CLD: You bring up a GREAT point. I too marvel at writers who write better in English as a third-or more language, than those for whom English is a first language. Returning to your novella; What do you want the reader to know about Haven that they might not know from reading it?


RZI: I was learning how-to write the genre from reading all the time. My cousin Jennifer Hubbard Brooks who died several summers ago was my number one fan. She read the roughest drafts when I was living in a dilapidated house in the country and was desperate to support myself. Her encouragement kept me trying. She loved the genre and was not a poet/author of any kind.

In Haven we don’t see Sheryl’s or Jake’s poems but we learn about the courage it takes to write truth and the unique power of poetry to convey it.

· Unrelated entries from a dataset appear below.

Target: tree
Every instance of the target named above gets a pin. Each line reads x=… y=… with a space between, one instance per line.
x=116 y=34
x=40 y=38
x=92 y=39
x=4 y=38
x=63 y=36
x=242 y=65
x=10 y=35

CLD: Often our greatest champions are outside of the writing-community and their belief in us, is so pure and lasting. Thank you very much Rachael. To purchase Rachael’ latest book, Haven, a novella, please ask your favorite bookstore or go to AMAZON.

_____

Rachael Ikins is a multiple Pushcart nominee and 2018 Independent Book Award winner. She has been a finalist and semi-finalist in the William Faulkner/William Wisdom Writing Competition and the Vinnie Ream Competition (NLAPW) and a 2021 Best of the Net Nominee. She has published 6 chapbooks, as well as full-length collections, fantasy and memoir. Her prize-winning artworks are on book and journal covers worldwide. Rachael lives in a tiny wood with her animal family. They often walk near a small lake. She loves to ride her bike and to garden. Dragons fly by.

Candice Louisa Daquin is an editor and trauma-therapist. Daquin is Senior Editor with Indie Blu(e) Publishing, Editor with Raw Earth Ink and Queer Ink and editor with Life and Legends, Writers Resist and Tint Journal.